Vegas loved its mysteries as much as its magic.
On one such night, a charcoal-gray Dodge Challenger was parked on the end. Its driver stood at the chainlink fence and watched as a commercial flight from Atlanta made its descent, thirty minutes past schedule thanks to a weather delay on the east coast. She thought about the smell aboard the plane, the ache of cramped limbs, and the strange quality of people’s voices after a long, quiet flight and a couple of ear pops. Rhiannon didn’t care for those parts of flying but she liked the idea of going places.
A few parking spaces away, air traffic control drifted from an open window. ‘... Hold position, after departure climb to altitude…’
A black Impala ghosted to a stop just about 10 feet from the Challenger.
The driver’s door opened, and a pair of legs, draped in black pants, swung out and onto the gravel. It’s occupant slowly climbed out of the driver’s seat, paused, leaned back in. Retrieved a fedora that had seen better days. Affixed on his head, he retraced his movements and extricated himself from the vehicle.
A pack of Lucky’s were fished from his breast pocket, a single cigarette shaken free. He brought the end to his lips before replacing the soft pack in its resting place. He dug into his jacket and produced a silver-plated zippo. Fire danced with the striking of flint and smoke billowed from the corners of his mouth as he exhaled.
“Had a dream once,” the voice had a New York accent, muddied by years of travel. “Somebody blew up this entire airport. And that was just the opening salvo. I remember concentration camps, laboring in mines and… underpants?”
Rhiannon watched him. One foot had crossed over the other, her boots creaking pleasantly in the thick night air as she listened to the man talk. A dark eyebrow arched. “That’s dismal.” The hunter considered whether to tell him to take a hike or entertain this conversation.
She liked his hat.
After going around the fender and leaning into the open window of her car, she emerged with a pack and thumbed up the lid. “Can I borrow that? I’m out of lighter fluid.” Rhiannon put a cigarette between her lips as she approached. “I know. I’m a terrible smoker.”
An even worse nonsmoker.
“The underpants were kinda tattered,” the man joked. “Still did it’s job. Dunno why I even mentioned it. I guess you seemed the sort who’d seen weird shit. Whatcha call it? Oh yeah. Relatable.”
He tossed her the zippo.
“So you’re not a professional smoker, then?” And he wondered, what does a professional smoker look like? Do they wear red velvet evening jackets with patched elbows, a coiffed moustache (or if you were a girl, a bleached one) and carry special soap to scrub out the stains on your fingers? Do they own mouth guards that keep their teeth white? He shook his head. Tangents. Always going off on tangents. The idea was to clear his head while watching huge iron birds take off and land, not internally debate smoking etiquette.
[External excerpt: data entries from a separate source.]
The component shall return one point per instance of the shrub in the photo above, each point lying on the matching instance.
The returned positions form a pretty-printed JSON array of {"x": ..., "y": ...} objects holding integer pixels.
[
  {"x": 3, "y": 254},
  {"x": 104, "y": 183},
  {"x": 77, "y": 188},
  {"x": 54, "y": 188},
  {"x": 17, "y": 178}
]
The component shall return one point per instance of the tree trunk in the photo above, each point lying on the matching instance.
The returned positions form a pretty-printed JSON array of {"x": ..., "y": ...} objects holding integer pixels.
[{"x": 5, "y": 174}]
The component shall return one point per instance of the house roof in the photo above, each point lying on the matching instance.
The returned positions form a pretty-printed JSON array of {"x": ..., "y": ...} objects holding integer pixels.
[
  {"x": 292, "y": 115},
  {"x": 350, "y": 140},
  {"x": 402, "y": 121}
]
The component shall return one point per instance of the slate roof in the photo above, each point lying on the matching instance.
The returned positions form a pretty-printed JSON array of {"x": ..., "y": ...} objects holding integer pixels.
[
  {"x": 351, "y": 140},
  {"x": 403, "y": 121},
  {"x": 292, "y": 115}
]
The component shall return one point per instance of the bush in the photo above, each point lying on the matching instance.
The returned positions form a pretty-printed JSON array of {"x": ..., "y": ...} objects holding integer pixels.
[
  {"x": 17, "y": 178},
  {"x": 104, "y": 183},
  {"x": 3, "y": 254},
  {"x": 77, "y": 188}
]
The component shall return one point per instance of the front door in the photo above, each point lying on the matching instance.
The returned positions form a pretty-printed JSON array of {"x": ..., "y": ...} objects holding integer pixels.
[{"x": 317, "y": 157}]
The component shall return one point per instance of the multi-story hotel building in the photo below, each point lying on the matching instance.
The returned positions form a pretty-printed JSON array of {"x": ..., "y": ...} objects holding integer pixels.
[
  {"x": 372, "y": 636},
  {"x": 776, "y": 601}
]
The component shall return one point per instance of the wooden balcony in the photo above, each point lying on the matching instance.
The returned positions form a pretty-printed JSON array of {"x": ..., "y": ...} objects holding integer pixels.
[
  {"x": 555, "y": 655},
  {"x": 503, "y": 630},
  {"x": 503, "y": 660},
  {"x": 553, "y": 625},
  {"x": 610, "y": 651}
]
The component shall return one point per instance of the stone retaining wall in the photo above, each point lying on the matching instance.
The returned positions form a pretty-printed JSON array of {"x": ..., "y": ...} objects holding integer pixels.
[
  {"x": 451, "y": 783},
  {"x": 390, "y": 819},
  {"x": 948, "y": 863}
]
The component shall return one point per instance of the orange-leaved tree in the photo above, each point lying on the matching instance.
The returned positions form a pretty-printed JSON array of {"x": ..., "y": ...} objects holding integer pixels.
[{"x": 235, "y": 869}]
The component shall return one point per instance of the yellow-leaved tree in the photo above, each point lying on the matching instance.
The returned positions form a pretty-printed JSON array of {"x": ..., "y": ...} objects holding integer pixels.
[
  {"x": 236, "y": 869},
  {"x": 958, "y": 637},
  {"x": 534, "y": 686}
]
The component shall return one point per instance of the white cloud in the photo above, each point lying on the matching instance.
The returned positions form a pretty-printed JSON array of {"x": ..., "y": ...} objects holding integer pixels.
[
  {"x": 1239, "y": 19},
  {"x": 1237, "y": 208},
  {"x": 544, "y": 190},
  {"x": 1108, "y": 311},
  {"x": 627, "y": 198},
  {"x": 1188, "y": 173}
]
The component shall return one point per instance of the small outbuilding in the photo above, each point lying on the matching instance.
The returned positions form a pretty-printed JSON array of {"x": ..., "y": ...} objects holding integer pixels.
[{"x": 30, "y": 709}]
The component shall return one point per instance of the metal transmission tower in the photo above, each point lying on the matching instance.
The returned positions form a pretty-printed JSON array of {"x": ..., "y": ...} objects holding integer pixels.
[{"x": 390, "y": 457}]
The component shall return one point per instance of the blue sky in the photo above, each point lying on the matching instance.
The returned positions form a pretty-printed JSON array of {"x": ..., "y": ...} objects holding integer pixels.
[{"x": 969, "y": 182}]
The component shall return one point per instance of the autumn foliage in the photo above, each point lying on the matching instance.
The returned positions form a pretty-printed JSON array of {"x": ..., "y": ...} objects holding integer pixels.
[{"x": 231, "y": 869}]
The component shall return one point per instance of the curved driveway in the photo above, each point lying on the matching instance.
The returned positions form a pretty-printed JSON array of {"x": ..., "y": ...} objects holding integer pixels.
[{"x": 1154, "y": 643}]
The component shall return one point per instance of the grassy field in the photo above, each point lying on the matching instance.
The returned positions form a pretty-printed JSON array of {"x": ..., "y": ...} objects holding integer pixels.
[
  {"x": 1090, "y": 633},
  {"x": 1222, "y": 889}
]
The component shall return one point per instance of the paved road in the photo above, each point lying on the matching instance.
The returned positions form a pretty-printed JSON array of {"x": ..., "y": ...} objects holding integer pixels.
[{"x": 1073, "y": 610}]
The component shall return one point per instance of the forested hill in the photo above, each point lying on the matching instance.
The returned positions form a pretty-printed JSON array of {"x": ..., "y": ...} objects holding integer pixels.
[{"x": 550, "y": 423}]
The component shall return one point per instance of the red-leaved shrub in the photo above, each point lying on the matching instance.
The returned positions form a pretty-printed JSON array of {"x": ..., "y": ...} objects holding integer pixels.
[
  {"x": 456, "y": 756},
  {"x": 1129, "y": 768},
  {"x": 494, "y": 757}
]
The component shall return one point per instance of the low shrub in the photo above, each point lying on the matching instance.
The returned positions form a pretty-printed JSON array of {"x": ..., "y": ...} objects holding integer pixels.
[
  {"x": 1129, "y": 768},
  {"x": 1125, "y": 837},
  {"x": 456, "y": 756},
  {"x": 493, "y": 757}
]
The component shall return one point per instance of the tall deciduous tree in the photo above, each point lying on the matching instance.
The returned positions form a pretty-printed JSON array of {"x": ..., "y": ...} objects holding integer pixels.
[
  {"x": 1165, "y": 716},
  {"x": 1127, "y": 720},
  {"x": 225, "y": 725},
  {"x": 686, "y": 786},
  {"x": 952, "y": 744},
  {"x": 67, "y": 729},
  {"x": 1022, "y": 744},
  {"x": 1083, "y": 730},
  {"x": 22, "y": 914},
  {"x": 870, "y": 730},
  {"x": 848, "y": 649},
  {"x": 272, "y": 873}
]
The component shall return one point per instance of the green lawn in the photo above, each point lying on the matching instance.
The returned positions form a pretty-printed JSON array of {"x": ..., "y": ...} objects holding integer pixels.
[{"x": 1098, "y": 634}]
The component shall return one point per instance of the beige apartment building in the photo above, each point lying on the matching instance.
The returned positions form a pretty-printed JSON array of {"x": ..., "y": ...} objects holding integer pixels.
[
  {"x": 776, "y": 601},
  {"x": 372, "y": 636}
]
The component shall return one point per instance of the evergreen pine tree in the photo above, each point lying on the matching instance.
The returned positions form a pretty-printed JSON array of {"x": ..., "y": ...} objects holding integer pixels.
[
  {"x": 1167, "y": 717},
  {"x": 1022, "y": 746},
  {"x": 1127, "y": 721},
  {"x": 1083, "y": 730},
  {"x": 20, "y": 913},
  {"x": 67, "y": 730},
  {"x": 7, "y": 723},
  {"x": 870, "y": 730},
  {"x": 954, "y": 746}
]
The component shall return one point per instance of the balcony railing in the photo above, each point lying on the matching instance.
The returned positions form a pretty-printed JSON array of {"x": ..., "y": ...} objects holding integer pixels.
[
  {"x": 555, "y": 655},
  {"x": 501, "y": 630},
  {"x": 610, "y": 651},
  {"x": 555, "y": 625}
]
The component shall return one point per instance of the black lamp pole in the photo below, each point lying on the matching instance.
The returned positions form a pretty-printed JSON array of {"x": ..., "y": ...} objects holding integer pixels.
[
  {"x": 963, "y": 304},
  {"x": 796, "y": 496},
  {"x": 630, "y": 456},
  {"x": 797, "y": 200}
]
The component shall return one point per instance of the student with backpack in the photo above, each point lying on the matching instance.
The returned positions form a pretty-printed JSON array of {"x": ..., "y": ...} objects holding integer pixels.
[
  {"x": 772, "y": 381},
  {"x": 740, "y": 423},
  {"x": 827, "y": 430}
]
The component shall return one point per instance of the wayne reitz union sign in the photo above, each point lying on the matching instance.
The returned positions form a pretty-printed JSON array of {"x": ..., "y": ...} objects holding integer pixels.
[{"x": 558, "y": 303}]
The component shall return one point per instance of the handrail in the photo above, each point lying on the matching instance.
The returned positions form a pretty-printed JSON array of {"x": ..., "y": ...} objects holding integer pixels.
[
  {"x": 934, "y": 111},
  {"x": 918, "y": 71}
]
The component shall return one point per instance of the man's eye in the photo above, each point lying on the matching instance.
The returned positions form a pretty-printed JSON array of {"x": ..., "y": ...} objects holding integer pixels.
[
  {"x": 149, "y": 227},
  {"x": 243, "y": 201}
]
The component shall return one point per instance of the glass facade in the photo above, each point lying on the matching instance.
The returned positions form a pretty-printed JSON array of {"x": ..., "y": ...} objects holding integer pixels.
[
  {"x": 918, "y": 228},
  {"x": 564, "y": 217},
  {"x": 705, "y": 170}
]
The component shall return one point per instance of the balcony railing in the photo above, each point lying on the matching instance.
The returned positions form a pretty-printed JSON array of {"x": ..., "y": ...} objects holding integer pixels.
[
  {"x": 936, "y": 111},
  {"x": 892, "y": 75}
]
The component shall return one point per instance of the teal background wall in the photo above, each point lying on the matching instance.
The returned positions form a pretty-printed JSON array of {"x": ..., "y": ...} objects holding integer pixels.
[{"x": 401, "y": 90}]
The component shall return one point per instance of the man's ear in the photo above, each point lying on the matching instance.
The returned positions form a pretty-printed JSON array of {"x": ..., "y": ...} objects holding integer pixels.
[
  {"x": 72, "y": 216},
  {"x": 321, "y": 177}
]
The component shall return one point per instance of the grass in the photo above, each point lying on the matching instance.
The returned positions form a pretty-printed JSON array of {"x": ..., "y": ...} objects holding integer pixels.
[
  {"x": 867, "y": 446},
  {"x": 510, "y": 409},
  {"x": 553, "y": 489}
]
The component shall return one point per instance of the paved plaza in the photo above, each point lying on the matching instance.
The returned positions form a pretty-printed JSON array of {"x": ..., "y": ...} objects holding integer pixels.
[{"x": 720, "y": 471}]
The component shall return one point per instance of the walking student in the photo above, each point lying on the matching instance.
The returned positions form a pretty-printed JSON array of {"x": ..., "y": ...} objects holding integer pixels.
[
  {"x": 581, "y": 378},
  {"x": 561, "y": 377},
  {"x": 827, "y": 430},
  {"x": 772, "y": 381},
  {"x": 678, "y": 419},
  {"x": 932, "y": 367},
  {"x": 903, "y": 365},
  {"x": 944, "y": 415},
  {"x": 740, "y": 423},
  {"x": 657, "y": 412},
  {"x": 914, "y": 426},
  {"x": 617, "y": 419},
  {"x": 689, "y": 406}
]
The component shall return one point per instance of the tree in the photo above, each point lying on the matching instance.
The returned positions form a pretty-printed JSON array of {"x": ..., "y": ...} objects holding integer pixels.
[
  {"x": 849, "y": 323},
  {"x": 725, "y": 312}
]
Whistler held the cigarette to his lips and inhaled again, wishing he’d owned that special soap.
Rhiannon caught the lighter. She ignited her cigarette and took a breath. As smoke drifted from her open mouth and nose, tinting the air a silvery-white, the brunette studied the well-kept object in her hand. Such things had a memory. Like her cigarette case with its filigree and engraving. Her own lighter had seen many miles, but not as many as the old-fashioned, rectangular case, or this one in her left hand. “I only play one on TV. Speaking of relatable.” Rhiannon passed it back to him as she walked to his car. “I like old cars. Especially yours.”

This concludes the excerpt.